Oh and looking at the second edit, I would actually prefer the condensed version. So can we modify this condensed version to accomodate the changes I described above? It will be much much faster (I know this from past experience in other languages...classic debate for compiled versus interpretative languages). - Looking for Wisdom and Insight! (talk) 23:47, 18 June 2012 (UTC)[reply]

Don't optimise the performance of a program you haven't got running yet. Neither version works the way its superficial representation might suggest. Premature optimisation is a pointless waste of time. -- Finlay McWalterTalk 00:04, 19 June 2012 (UTC)[reply]
For the original problem without the extra columns you could write
    with open('data', 'r') as f:
        dtdates = [datetime.datetime.strptime(line.strip(), "%Y %m %d %H %M %S.%f")
                   for line in f]
However, I would be amazed if this ran measurably faster. The bottleneck here is strptime (or maybe I/O, but see above).
For your problem you can try
    dtdates, other_fields = [], []
    with open('data', 'r') as f:
        for line in f:
            year, month, day, hour, minute, second, remainder_of_line = line.split(None, 6)
            other_fields.append(remainder_of_line)

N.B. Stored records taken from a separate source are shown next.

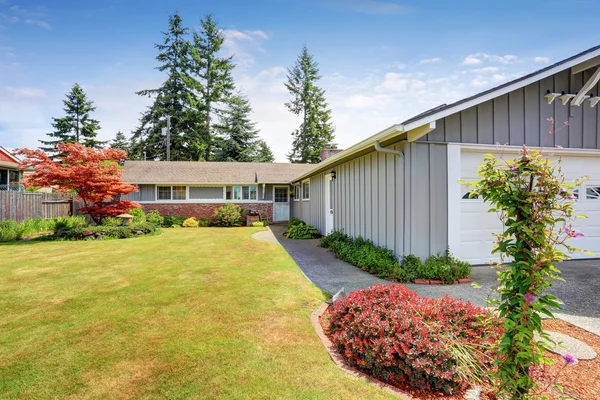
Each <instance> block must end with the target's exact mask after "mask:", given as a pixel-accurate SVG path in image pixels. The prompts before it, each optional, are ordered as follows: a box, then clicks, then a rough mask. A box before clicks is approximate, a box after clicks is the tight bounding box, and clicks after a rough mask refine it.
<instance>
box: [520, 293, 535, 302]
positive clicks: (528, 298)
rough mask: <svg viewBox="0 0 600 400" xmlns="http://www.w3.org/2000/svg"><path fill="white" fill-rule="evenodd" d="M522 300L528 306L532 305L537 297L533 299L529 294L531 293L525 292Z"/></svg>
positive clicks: (530, 293)
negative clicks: (524, 302)
mask: <svg viewBox="0 0 600 400" xmlns="http://www.w3.org/2000/svg"><path fill="white" fill-rule="evenodd" d="M523 298H524V299H525V301H526V302H527V303H528V304H531V303H533V302H534V301H536V300H537V297H535V296H534V295H533V293H531V292H527V293H525V295H524V296H523Z"/></svg>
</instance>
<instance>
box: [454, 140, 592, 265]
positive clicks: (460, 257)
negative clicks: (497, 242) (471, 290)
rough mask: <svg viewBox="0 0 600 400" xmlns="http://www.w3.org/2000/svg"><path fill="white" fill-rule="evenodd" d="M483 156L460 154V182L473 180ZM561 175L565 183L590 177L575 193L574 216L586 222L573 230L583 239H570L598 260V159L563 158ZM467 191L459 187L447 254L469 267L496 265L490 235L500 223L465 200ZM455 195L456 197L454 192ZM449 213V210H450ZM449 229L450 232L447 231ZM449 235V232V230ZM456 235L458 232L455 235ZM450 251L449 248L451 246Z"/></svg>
mask: <svg viewBox="0 0 600 400" xmlns="http://www.w3.org/2000/svg"><path fill="white" fill-rule="evenodd" d="M483 154H484V152H474V151H472V150H469V151H461V156H460V158H461V162H460V174H461V177H462V179H464V180H466V181H468V182H470V181H473V180H475V179H476V178H477V174H476V171H477V167H478V166H479V164H480V163H481V161H482V160H483ZM515 156H516V155H515V154H506V155H505V157H507V158H514V157H515ZM561 166H562V170H563V173H564V174H565V176H566V178H567V180H568V181H570V180H572V179H575V178H578V177H581V176H584V175H590V179H589V180H588V181H586V182H585V184H584V185H583V186H581V187H579V188H578V189H577V190H576V195H577V196H578V199H577V200H576V202H575V205H574V209H575V212H576V214H584V215H586V216H587V217H588V218H587V219H577V220H576V221H575V222H574V224H573V225H574V226H575V228H576V229H577V230H578V231H580V232H582V233H583V234H584V235H585V236H584V237H582V238H577V239H571V240H570V242H569V243H570V244H571V245H572V246H575V247H578V248H581V249H583V250H589V251H591V252H594V253H596V255H597V257H600V155H596V156H594V157H591V156H563V161H562V163H561ZM468 191H469V189H468V187H466V186H462V188H461V191H460V196H461V200H460V216H456V217H457V218H455V219H454V221H456V222H457V224H458V225H459V226H460V229H459V230H458V231H459V232H460V233H459V238H457V239H458V240H454V241H451V242H454V243H455V245H457V246H458V248H457V249H455V250H453V249H452V248H451V250H452V251H453V252H454V253H455V254H456V256H458V257H459V258H461V259H463V260H465V261H469V262H470V263H472V264H483V263H486V262H488V261H497V260H498V259H499V257H498V256H497V255H492V254H491V251H492V248H493V247H494V240H495V238H494V236H493V234H494V233H498V232H501V231H502V223H501V222H500V219H499V218H498V216H497V215H496V214H495V213H488V212H487V210H488V208H489V206H488V205H487V204H485V203H484V202H483V201H482V200H481V199H474V198H471V199H469V198H468V197H469V196H468ZM455 195H458V193H457V192H455ZM454 204H457V203H454ZM450 211H452V210H450ZM450 229H451V228H450ZM450 233H452V231H451V230H450ZM456 233H457V234H458V232H456ZM451 247H452V246H451ZM572 257H573V258H589V257H592V256H590V255H586V254H582V253H576V254H572Z"/></svg>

            # make a datetime object and append it to dtdates, as above
The second argument to split should match the number of commas on the left hand side. Or maybe this:
    with open('data', 'r') as f:
        for line in f:
            col1to6, col7, col8, ..., col14 = line.rsplit(None, 8)
            dtdates.append(datetime.datetime.strptime(col1to6.lstrip(), "%Y %m %d %H %M %S.%f"))
            # do whatever with the remaining columns
You might want to benchmark strptime against manual datetime construction. -- BenRG (talk) 17:39, 19 June 2012 (UTC)[reply]

Actually it isn't as bad as I thought. I got it working. Thanks again! - Looking for Wisdom and Insight! (talk) 18:25, 19 June 2012 (UTC)[reply]